JICA et ports marocains : une coopération pour les infrastructures du futur

Le Maroc continue de susciter l’intérêt de partenaires internationaux de premier plan pour ses infrastructures portuaires. L’Agence japonaise de coopération internationale (JICA) a récemment détaillé le calendrier de sa future mission d’évaluation, qui se déroulera du 2 septembre 2026 au 26 février 2027, après la publication d’un appel d’offres prévue le 1er juillet 2026. Cette mission portera principalement sur les ports de Tanger Med et de Casablanca, ainsi que sur l’ensemble du système portuaire national.

Selon le document officiel, Tanger Med et Casablanca sont « les principaux ports du Maroc, situés au cœur des réseaux logistiques internationaux et traitant environ 98 % du commerce extérieur du pays ». Cette position stratégique confère aux infrastructures portuaires marocaines un rôle clé dans les chaînes d’approvisionnement reliant l’Europe, l’Afrique et les grands marchés mondiaux.

L’intérêt manifesté par la JICA dépasse le simple cadre technique.
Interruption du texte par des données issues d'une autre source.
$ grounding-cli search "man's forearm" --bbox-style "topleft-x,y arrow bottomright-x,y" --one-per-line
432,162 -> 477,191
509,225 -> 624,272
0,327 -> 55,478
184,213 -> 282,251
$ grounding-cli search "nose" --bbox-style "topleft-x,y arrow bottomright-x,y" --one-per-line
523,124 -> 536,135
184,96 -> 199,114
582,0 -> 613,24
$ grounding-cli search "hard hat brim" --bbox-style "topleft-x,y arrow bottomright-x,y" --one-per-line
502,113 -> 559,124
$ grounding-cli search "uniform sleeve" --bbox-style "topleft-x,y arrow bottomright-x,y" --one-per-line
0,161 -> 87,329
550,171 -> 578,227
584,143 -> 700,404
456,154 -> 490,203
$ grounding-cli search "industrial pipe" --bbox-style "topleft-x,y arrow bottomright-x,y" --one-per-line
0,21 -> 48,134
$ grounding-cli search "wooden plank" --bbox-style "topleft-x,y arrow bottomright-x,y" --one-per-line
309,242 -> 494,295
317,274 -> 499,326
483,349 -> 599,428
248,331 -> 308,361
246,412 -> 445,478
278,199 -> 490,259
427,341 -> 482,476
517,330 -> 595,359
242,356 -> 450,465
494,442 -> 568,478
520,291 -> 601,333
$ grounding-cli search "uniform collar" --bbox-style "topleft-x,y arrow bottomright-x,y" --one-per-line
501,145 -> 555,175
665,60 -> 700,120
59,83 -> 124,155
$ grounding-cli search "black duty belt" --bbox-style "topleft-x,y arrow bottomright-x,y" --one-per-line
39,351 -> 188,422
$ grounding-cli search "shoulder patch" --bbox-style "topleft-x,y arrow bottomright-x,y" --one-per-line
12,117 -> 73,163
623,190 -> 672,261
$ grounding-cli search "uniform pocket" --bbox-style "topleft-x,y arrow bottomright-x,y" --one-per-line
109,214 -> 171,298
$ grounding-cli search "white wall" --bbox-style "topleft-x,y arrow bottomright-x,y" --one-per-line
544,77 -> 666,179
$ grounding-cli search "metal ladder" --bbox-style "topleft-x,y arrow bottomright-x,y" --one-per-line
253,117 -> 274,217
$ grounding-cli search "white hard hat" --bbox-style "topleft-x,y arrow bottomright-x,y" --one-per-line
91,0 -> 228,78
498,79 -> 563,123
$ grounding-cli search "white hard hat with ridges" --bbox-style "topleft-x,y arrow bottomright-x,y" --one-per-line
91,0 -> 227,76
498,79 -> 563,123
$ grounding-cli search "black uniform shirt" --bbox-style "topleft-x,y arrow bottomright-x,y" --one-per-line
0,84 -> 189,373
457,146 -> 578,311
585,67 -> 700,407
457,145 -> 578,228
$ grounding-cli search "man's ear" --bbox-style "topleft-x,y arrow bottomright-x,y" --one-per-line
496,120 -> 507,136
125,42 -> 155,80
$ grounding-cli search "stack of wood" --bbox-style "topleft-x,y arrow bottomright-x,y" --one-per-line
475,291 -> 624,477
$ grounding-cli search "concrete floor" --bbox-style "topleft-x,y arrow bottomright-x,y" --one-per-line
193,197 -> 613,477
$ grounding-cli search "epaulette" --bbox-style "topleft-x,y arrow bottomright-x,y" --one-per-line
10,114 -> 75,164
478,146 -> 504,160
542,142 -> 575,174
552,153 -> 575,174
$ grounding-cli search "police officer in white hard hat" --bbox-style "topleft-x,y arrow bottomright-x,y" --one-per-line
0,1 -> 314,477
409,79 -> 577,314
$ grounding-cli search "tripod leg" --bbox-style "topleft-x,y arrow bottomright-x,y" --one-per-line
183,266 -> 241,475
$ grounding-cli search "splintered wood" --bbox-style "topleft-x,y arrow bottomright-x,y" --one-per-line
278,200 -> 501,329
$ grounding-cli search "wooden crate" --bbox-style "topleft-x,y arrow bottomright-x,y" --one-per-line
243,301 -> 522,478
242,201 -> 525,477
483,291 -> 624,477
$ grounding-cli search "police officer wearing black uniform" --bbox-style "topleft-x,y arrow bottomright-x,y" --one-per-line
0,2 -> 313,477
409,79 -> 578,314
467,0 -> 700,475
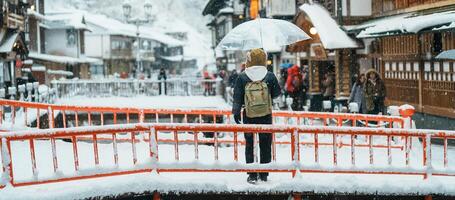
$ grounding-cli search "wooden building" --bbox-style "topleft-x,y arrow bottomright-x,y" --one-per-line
0,0 -> 29,88
350,0 -> 455,129
203,0 -> 247,71
289,2 -> 367,111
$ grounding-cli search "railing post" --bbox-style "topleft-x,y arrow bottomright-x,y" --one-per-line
399,105 -> 415,129
150,127 -> 158,162
424,134 -> 432,179
26,83 -> 33,102
1,138 -> 13,187
0,89 -> 5,100
8,87 -> 16,101
18,85 -> 25,102
140,109 -> 145,123
33,82 -> 39,102
291,128 -> 300,177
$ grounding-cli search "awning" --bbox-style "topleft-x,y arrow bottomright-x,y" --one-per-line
28,52 -> 102,64
355,10 -> 455,38
160,55 -> 185,62
0,32 -> 19,53
47,70 -> 74,76
436,49 -> 455,60
300,3 -> 358,49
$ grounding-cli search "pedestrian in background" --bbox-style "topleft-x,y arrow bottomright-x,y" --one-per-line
349,73 -> 366,114
158,68 -> 167,95
228,69 -> 238,88
285,65 -> 303,111
364,69 -> 386,115
322,72 -> 335,101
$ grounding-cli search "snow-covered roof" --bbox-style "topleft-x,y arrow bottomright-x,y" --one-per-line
28,52 -> 101,64
0,32 -> 19,53
47,69 -> 74,76
84,13 -> 184,47
160,55 -> 196,62
27,10 -> 46,20
31,64 -> 46,72
44,12 -> 89,30
300,3 -> 358,49
433,22 -> 455,31
218,7 -> 234,15
436,49 -> 455,60
356,10 -> 455,38
160,55 -> 184,62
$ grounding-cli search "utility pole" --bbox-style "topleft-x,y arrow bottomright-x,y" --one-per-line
337,0 -> 343,24
336,0 -> 344,99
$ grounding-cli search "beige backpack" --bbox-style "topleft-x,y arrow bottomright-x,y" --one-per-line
244,81 -> 272,118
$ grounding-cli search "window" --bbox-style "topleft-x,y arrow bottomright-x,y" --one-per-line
433,32 -> 442,54
111,41 -> 121,50
66,29 -> 77,47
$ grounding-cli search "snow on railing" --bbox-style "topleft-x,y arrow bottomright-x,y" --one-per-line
0,82 -> 57,104
50,78 -> 222,98
0,123 -> 454,189
0,99 -> 406,131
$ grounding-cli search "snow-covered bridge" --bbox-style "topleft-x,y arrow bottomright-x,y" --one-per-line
0,99 -> 454,200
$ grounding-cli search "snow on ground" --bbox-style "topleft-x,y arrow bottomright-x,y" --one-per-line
54,95 -> 230,110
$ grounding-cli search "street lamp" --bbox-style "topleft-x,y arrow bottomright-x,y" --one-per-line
122,1 -> 132,20
144,1 -> 153,19
122,0 -> 155,78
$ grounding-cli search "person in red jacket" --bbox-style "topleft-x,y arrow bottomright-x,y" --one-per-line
285,65 -> 303,110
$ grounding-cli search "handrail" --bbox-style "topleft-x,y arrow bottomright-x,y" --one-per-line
0,123 -> 454,189
50,78 -> 222,98
0,99 -> 405,129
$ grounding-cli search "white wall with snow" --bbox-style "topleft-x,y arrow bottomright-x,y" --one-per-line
45,29 -> 80,58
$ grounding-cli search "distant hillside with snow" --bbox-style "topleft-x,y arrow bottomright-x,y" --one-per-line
45,0 -> 214,69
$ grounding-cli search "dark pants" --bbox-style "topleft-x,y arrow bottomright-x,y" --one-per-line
289,92 -> 302,111
243,114 -> 272,179
158,81 -> 167,95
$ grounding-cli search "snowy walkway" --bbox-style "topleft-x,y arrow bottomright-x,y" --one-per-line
1,96 -> 455,199
1,130 -> 455,199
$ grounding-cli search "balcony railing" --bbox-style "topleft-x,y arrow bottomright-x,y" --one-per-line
6,12 -> 25,30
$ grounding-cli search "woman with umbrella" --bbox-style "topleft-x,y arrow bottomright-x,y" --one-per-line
218,17 -> 311,184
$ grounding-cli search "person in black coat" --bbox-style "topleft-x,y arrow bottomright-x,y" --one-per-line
228,69 -> 238,88
232,48 -> 281,183
158,68 -> 167,95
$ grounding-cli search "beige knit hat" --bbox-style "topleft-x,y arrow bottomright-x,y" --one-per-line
245,48 -> 267,68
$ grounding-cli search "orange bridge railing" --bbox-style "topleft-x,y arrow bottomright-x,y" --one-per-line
0,123 -> 454,189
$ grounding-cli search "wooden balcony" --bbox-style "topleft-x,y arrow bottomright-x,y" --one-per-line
111,49 -> 133,59
372,0 -> 454,17
5,12 -> 25,30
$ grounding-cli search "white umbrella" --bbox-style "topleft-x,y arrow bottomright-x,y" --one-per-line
436,49 -> 455,60
216,18 -> 311,52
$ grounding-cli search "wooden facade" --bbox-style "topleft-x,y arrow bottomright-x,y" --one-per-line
381,33 -> 455,118
366,0 -> 455,119
372,0 -> 454,16
290,7 -> 359,111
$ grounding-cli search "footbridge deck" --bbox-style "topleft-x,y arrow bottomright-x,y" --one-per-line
0,99 -> 454,200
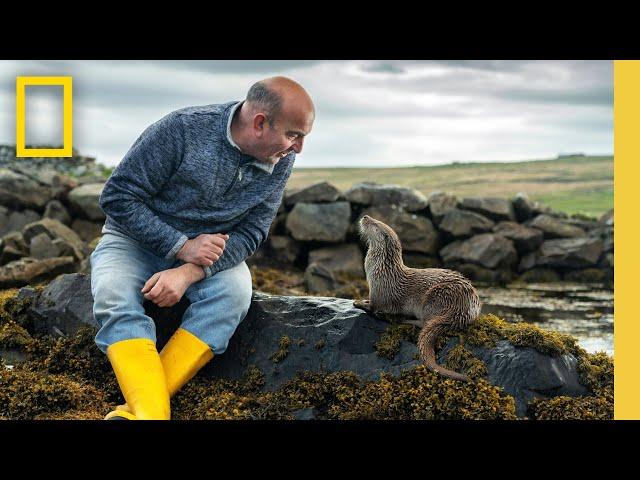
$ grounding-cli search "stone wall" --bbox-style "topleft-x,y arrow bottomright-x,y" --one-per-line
262,181 -> 614,291
0,146 -> 614,290
0,147 -> 108,288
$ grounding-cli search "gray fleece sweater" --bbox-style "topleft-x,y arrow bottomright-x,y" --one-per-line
99,101 -> 295,278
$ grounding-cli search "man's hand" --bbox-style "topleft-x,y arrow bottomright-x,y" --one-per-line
141,264 -> 204,308
176,233 -> 229,266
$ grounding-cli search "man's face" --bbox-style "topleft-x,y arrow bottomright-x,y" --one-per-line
257,107 -> 314,165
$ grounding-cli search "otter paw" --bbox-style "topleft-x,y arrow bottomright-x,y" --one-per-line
353,299 -> 372,312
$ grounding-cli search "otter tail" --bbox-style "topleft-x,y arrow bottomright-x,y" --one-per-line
417,314 -> 470,382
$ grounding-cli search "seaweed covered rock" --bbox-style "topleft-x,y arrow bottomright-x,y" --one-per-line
27,273 -> 97,336
1,273 -> 611,419
440,338 -> 588,417
526,351 -> 613,420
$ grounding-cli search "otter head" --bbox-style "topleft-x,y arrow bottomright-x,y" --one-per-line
358,215 -> 403,254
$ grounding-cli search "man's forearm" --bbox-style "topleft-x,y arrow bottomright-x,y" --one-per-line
178,262 -> 206,283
Le cahier des charges reflète une volonté d’accompagner un système portuaire appelé à soutenir les prochaines phases de développement économique du royaume. La mission devra évaluer les progrès déjà accomplis et identifier les adaptations nécessaires face à l’évolution des échanges internationaux.

Anticiper les flux commerciaux futurs

Une partie importante des travaux sera consacrée aux évolutions à venir des flux commerciaux. Les experts devront établir des prévisions de trafic de marchandises, analyser les projets d’extension, examiner les plans d’aménagement et évaluer l’organisation de la gestion portuaire. Le mandat comprend également une analyse des institutions concernées, des responsabilités de chaque acteur, ainsi que des connexions terrestres et maritimes reliant les ports marocains aux principaux marchés européens et africains. L’objectif est de vérifier l’adéquation entre les infrastructures actuelles et les besoins futurs de l’économie nationale. Cette réflexion devra aboutir à une stratégie de développement accompagnée d’un plan d’exécution visant à renforcer la cohérence entre investissements, gouvernance et évolution des échanges commerciaux.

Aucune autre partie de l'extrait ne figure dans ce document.